Overview
Overall view of the Grande Candelle A = La Centrale B= Le Couloir suspendu (6a+) Red line bottom right = Armata Calanca (bottom part 6a/6a+)
La Centrale, one of the most beautiful climb in the Calanques.
The cliff is separated in two parts: the '
Socle' above the sea: 180/200 m of a large number of good routes of various levels from French 5c to 7a, averaging in 6a/6b. The usual way to climb La Centrale is to start with a route in '
Le Socle' which in total will make a 300m climb to 320m with the recent
Armata Calanca.
The route was opened in June 1941 by
Gaston Rebuffat (then 23) and
George Livanos (then 19) after 3 attempts, in big boots, no harness and hemp ropes. Each time they were taking their pegs out as then pegs were a costly 'luxury' and the rule was not to leave any behind, so they had to repeg each time, but their 3rd attempt was the good one!
The Centrale was then the longest and most sustained 6b level route in the Calanques, varied climbing on slabs, cracks and dihedrals.
It is today well equipped (not too many points though) and still one of the nicest climb, particularly long when one starts with one the Socle routes. To be recommended as a first part: the classic '
Temple' route (5c), better '
The Gutemberg' (6a+) splendid varied climbing route, '
La Civa' (6a) or the most recent '
Armata Calanca' 6 pitches up to the 2nd part of 6a/6b. In total some 10 to 11 pitches on excellent rock and above the sea.
Getting There
Morgiou small harbour
The best to start is to go to the parking of the
Luminy university, Sciences dpt. From Marseille you take the road to
Cassis by 'La Gineste' (D 559). At a roundabout, the University is well indicated.
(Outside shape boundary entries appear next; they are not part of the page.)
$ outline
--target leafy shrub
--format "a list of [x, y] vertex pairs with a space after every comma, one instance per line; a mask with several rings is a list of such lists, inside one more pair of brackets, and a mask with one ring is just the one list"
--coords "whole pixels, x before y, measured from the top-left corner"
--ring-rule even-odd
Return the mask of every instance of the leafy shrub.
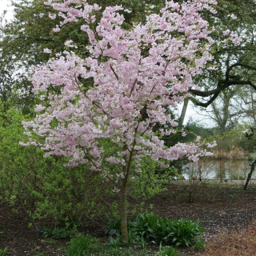
[[97, 248], [97, 240], [90, 234], [78, 234], [69, 242], [67, 254], [70, 256], [82, 256]]
[[62, 238], [69, 238], [72, 237], [77, 230], [74, 229], [68, 229], [66, 227], [58, 227], [55, 226], [54, 228], [46, 228], [42, 229], [42, 236], [44, 238], [51, 238], [54, 239], [62, 239]]
[[172, 243], [176, 246], [193, 246], [198, 236], [202, 234], [204, 228], [199, 222], [187, 218], [173, 220], [171, 222]]
[[136, 218], [134, 222], [129, 224], [129, 228], [135, 232], [138, 237], [150, 242], [154, 240], [153, 230], [158, 218], [158, 217], [154, 214], [142, 214]]
[[121, 220], [110, 219], [105, 226], [105, 234], [111, 236], [121, 234]]
[[146, 242], [157, 242], [176, 246], [193, 246], [203, 232], [199, 222], [183, 218], [171, 220], [154, 214], [144, 214], [130, 223], [130, 230]]
[[166, 246], [162, 249], [161, 244], [159, 251], [155, 254], [155, 256], [180, 256], [180, 253], [172, 246]]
If you start with a route in
Le Socle you can also start at the small Morgiou harbour, but the walk will be 30' longer.
Route Description
Lentgh: 120 m and 4 to 5 pitches (the first and 2nd pitches can be done together with a 50 m rope. 3 to 4 hours.
All belays are equipped (spits and pegs). The equipment in the pitches is enough for a good 6b climber but airy. It is possible to add a cable or two at times (small to medium sizes - up to camalot N°2). 50 m rope to jump the first pitch.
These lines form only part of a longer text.